There are a variety of cloud management services that connect to your cloud computing account and analyze your usage in order to offer recommendations that help improve efficiency, security, and reduce your costs. In fact, AWS even provides their own service, Trusted Advisor, that competes with the external vendors. Unfortunately, these vendors can get expensive quickly. The first useful tier of Trusted Advisor, categorized as Business, has a tiered pricing model based on your existing usage that starts at 10% of your AWS bill and decreases to 3% as you spend past $250k/month. External vendors are cheaper but can still get expensive depending on your bill: Cloudability starts at 1% of your AWS costs which compared to Trusted Advisor is significantly cheaper is still 1% of your AWS bill.
One option is to sign up for a single month and use that to take the necessary steps to improve your cloud configuration. If your infrastructure is stable month to month this is a simple and cheap way to revamp your setup. But if your infrastructure is constantly evolving you need a way to revisit your environment when necessary.

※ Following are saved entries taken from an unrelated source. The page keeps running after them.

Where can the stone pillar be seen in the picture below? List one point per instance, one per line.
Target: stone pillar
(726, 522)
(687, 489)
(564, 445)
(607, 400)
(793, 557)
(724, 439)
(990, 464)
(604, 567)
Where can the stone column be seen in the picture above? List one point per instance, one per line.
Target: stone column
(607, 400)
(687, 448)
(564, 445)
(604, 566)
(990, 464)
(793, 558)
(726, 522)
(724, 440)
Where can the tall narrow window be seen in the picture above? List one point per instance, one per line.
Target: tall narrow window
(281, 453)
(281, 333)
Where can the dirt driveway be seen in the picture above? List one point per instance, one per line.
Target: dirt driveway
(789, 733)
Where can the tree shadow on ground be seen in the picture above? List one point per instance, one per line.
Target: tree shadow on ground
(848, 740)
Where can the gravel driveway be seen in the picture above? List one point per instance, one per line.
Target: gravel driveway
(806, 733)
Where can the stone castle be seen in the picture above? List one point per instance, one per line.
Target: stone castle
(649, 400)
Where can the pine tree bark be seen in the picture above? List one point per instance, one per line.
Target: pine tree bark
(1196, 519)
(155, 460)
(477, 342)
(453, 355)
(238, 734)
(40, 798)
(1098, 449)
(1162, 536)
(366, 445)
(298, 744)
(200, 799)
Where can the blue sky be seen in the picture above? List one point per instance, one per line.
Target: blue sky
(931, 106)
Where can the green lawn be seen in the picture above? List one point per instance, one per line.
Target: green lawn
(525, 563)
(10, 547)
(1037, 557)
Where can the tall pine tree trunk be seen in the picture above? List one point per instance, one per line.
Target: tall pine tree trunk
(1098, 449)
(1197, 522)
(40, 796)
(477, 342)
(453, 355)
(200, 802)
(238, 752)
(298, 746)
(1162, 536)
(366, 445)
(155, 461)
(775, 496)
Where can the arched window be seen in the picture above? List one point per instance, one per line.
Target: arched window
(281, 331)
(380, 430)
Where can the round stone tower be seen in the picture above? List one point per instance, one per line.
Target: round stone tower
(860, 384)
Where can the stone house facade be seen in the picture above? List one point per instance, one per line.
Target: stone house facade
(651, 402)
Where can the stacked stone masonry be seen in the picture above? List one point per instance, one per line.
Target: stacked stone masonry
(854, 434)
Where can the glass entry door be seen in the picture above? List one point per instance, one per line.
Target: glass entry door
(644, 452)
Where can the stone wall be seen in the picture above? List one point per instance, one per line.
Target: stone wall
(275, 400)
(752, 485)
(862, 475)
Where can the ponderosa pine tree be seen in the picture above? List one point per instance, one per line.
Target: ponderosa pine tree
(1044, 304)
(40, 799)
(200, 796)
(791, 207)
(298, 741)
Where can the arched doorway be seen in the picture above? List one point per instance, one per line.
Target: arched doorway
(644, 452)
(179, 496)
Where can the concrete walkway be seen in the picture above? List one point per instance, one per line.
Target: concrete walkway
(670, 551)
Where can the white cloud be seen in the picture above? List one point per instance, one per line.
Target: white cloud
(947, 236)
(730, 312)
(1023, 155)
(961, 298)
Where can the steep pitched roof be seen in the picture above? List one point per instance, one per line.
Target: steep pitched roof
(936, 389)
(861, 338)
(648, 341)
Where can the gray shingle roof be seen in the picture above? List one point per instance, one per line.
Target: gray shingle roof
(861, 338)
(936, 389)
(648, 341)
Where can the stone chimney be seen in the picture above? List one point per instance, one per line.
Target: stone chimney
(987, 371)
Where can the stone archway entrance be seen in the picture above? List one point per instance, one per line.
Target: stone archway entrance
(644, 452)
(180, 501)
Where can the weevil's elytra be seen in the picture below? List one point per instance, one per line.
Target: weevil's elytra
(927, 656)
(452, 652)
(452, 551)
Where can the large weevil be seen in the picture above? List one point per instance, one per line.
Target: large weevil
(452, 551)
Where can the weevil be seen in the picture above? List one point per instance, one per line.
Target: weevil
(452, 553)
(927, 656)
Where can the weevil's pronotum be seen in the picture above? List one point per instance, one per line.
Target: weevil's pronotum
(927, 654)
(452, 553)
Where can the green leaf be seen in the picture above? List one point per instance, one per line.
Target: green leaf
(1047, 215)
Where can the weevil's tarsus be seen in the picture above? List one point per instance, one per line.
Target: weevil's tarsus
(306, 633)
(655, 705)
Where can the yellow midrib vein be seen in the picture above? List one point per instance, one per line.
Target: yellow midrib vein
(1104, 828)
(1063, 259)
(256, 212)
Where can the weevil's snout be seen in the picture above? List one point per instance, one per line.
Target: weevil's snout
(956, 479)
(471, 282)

I spent some time looking at our AWS infrastructure last week and it turns out AWS provides an option to export a detailed billing report to S3 which is what the external vendors use to provide their recommendations. AWS offers a few reporting options but the most detailed one contains every resource and tag and in my case was over a million rows and nearly 500MB. There’s a wealth of information here and I wrote a small script to slice, dice, and visualize the data along a few dimensions to help provide some transparency into what is the biggest cost. The code is extremely simple since it’s just grouping and visualizing the data by different dimensions. The only real enhancement I made was to translate the OpsWorks tags into a layer dimension to make the visualization more useful. The two big things I still need to do are provide recommendations around reserved instance usage and do a better job of grouping the usage types since they’re too specific. As usual the code is up on GitHub and I’d love to hear any suggestions or feedback. Below are some graphs the script generates but note that I removed the axes labels to avoid revealing our costs and configuration.
By product name. This shows every type of usage AWS has in the billing report. To deal with the long tail the script also generates a plot for the top 25 but one thing I need to do is a better job of grouping these - for example data transfer has different values depending on region and type and I want to consolidate them into a one in order to see total costs due to data transfer.
By layer and usage type. To me this is the most interesting one since it's looking at data for multiple dimensions - in this case layer and usage type. The goal here was to see which application/usage pairs result in the largest costs and allow me to prioritize investigation effort. Once again this will be more useful when I do a better job of grouping the usage types.